The best of both worlds
The challenge, therefore, is to apply a MyIDP and ImaginePhD national way of thinking at local level. If we were to take the best aspects of the national and local approaches and incorporate them together in a technology-based approach, researchers would ideally be:
- Encouraged to start early on their planning, and to iterate their plan as they progress;
- Able to build a lifelong, persistent profile of their continual development;
- Focused on professional development as well as career outcomes;
- Encouraged by institutional policy (with their engagement tracked), but clear that the exercise is primarily for their personal benefit;
- Able to access local and generic opportunities and events relevant to the path they have identified via the planning process.
No time like the present
When working with universities in the UK, Australia and the USA, I have encountered many different approaches to developing researchers’ professional profiles and careers. They all share a common goal, however: to help their researchers shape themselves into flexible, resilient professionals ready to deploy their singular skills and research knowhow to make a difference in a range of career contexts.
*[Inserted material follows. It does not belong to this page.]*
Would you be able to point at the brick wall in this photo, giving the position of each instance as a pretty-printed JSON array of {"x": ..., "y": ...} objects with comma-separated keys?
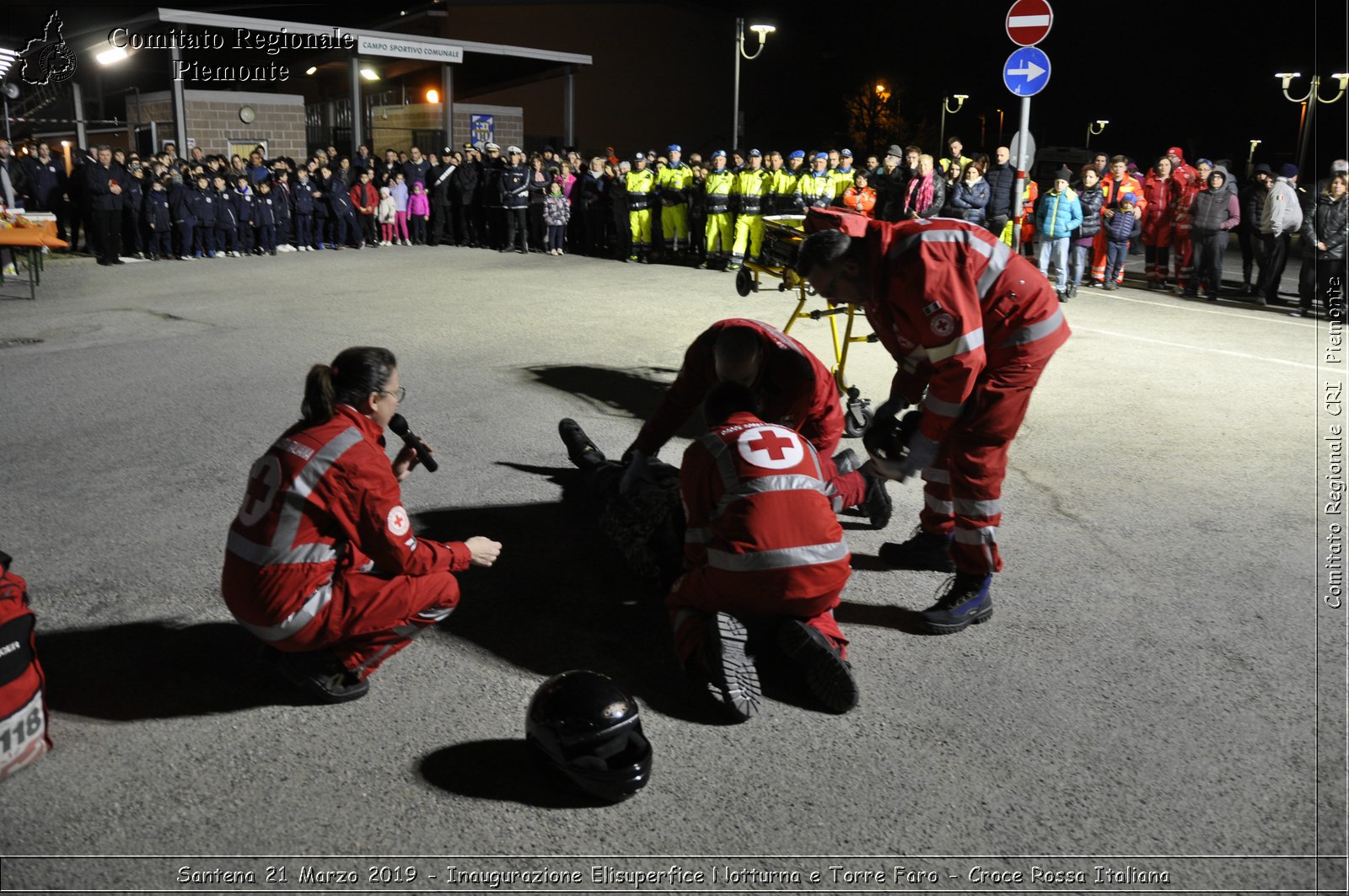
[
  {"x": 213, "y": 119},
  {"x": 393, "y": 126}
]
They acknowledge that, as Adams and Neary put it, career planning for researchers is ‘A continuous process that is student-centred, promotes engagement with and reflection on a range of research and professional development opportunities and enables the student to be aware of their own skill sets.’ At Inkpath we have worked with universities and researchers to produce an always-evolving platform which aims to provide the best of both worlds as explored.
Together, we aim to inspire researchers to think about their development early, and to start shaping their approach to the opportunities around them as soon as they begin their programmes. This way, researchers can put themselves in the best possible position for whatever their next step will be, whether they stay on an academic trajectory, or go beyond it.
By John Miles, Founder and CEO of Inkpath.